Sassanid antiquities recovered in Tehran

January 4, 2022 - 21:49

TEHRAN – A total of 702 historical objects have recently been recovered in the Iranian capital, a senior police official in charge of protecting cultural heritage has announced. 

The relics, which are estimated to date back to the Sassanid era (224-651), were about to be smuggled abroad by an antique dealer to be delivered to a buyer in one of the Persian Gulf states, but police intercepted them before delivery, Mehr quoted Hossein Rahimi as saying on Tuesday. 

There are 298 coins, some potteries, and other objects among the seized relics, the official added. 

The coins are the first-ever minted in Iran, and some clothing from the same period is stuck to the pottery, he explained. 

Cultural heritage experts have not been able to determine a price for some of these items because they are so valuable, he mentioned. 

He also noted that a person has been detained in this regard and surrendered to the judicial system for further investigation. 

In many ways, Iran under the Sassanian rule witnessed tremendous achievements of Persian civilization.

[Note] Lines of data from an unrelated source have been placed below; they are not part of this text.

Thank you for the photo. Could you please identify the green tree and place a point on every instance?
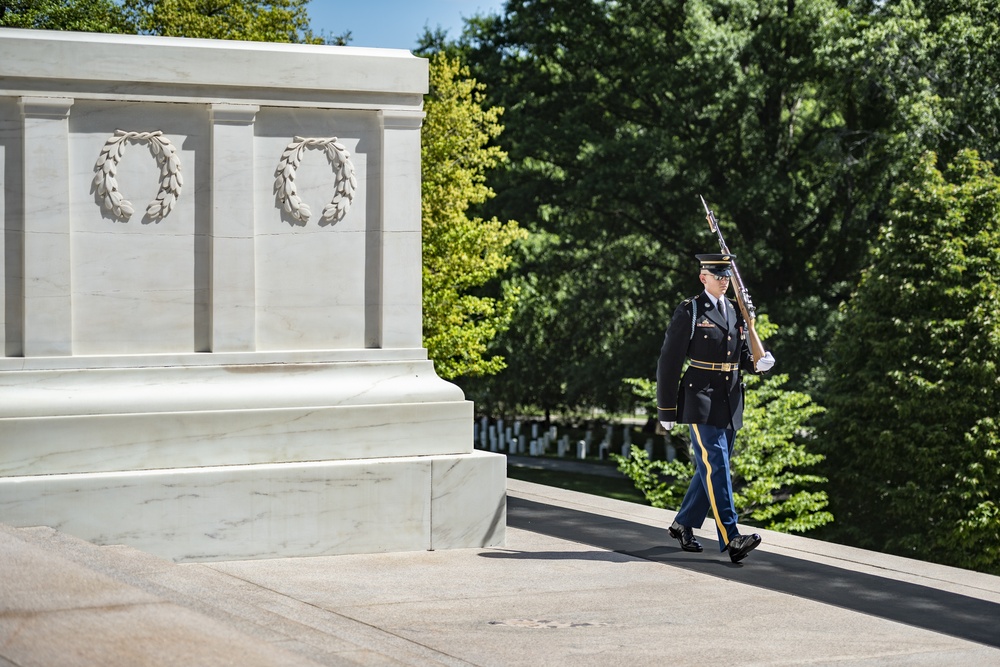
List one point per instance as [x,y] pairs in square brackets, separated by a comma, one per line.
[795,120]
[771,487]
[76,15]
[621,113]
[249,20]
[461,254]
[911,433]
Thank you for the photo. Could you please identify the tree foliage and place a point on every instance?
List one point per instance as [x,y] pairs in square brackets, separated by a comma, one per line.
[793,119]
[76,15]
[461,254]
[248,20]
[912,435]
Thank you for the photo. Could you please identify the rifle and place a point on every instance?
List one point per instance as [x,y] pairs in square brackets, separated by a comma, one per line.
[742,295]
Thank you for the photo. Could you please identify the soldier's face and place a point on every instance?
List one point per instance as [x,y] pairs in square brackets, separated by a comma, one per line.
[713,286]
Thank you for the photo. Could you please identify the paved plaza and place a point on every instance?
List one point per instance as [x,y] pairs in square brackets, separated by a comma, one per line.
[582,580]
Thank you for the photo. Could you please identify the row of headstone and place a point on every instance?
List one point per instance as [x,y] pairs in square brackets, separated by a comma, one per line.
[502,437]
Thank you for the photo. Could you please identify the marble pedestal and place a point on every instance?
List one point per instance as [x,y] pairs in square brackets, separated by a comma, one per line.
[211,302]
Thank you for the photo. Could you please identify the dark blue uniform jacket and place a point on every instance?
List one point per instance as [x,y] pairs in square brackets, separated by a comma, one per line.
[712,397]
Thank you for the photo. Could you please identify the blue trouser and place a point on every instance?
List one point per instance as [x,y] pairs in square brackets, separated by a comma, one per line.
[712,485]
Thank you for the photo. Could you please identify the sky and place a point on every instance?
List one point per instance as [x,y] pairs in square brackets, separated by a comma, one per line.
[393,24]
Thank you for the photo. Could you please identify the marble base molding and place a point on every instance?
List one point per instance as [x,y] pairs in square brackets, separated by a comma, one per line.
[280,510]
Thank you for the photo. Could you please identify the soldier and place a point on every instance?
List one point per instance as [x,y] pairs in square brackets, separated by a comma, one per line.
[710,331]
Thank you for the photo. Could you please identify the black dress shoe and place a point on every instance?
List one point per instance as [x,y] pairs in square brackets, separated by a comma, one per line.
[684,535]
[741,545]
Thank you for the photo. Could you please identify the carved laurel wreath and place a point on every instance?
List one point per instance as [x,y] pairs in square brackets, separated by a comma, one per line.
[170,174]
[346,184]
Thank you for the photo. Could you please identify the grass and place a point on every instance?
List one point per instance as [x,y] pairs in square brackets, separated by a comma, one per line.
[598,485]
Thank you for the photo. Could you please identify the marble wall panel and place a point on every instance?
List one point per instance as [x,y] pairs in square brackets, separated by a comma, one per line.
[140,285]
[311,274]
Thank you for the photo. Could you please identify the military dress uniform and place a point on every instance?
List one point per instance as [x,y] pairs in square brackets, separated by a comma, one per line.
[709,398]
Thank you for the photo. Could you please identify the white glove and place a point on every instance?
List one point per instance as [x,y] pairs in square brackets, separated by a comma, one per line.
[765,363]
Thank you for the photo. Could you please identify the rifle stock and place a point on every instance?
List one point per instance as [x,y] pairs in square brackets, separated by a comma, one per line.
[742,295]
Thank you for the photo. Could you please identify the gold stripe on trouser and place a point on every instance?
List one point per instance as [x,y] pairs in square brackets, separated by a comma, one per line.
[708,484]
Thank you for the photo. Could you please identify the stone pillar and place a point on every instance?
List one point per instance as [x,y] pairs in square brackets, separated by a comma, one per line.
[233,324]
[401,312]
[48,325]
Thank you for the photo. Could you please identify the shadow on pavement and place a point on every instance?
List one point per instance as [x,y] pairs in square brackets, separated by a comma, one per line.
[928,608]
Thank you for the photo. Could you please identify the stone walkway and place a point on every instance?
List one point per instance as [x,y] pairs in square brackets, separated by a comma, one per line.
[582,580]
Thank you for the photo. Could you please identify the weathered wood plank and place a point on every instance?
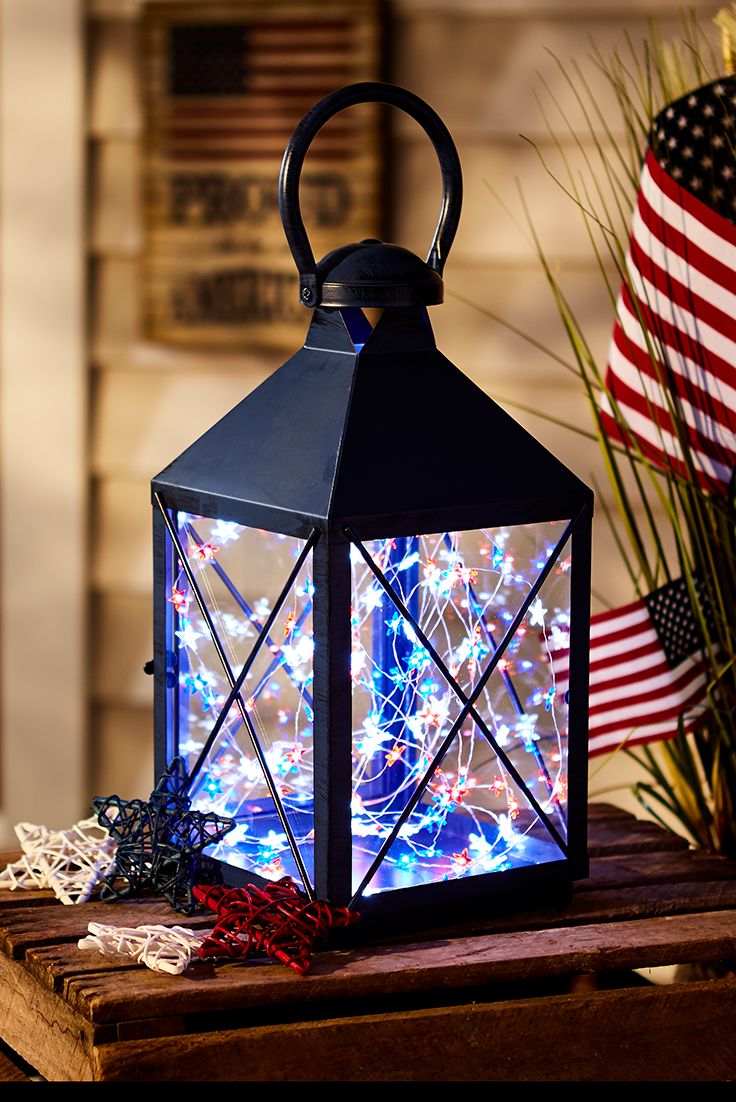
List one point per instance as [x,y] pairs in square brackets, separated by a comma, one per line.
[392,971]
[42,1028]
[682,1033]
[10,1071]
[24,927]
[678,866]
[10,898]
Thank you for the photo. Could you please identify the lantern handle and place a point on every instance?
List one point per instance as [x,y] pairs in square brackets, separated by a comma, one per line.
[368,92]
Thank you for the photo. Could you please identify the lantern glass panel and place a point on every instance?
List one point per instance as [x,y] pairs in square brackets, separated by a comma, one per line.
[490,779]
[250,756]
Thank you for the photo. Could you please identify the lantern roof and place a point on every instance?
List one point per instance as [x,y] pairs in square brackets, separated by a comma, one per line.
[375,429]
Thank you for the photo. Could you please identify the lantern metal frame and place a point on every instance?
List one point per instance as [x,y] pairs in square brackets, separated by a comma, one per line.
[292,458]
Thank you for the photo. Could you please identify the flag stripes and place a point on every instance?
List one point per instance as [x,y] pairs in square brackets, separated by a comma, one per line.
[634,697]
[671,362]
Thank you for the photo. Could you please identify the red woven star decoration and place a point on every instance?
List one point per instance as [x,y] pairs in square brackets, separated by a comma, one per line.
[277,920]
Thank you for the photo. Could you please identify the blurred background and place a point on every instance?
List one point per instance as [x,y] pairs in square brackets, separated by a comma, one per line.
[145,288]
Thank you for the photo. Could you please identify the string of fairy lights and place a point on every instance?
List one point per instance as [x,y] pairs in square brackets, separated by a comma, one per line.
[428,613]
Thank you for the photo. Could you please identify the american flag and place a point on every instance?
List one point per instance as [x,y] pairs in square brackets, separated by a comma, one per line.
[647,670]
[671,374]
[236,88]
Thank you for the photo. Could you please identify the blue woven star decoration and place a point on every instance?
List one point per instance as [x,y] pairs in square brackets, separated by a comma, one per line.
[161,842]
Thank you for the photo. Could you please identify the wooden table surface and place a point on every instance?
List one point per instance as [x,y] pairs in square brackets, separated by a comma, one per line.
[554,993]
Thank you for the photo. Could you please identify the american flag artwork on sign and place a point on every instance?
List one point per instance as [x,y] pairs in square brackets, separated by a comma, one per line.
[671,373]
[647,670]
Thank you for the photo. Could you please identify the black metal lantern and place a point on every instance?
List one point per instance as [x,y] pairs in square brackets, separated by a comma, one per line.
[366,574]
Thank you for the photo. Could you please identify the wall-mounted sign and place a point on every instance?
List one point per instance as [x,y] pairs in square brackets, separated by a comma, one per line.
[225,85]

Experts say that the art and architecture of the nation experienced a general renaissance during Sassanid rule.

In that era, crafts such as metalwork and gem-engraving grew highly sophisticated, as scholarship was encouraged by the state; many works from both the East and West were translated into Pahlavi, the official language of the Sassanians.

The legendary wealth of the Sassanian court is fully confirmed by the existence of more than one hundred examples of bowls or plates of precious metal known at present. One of the finest examples is the silver plate with partial gilding in the Metropolitan Museum of Art in New York. The dynasty was destroyed by Arab invaders during a span from 637 to 651.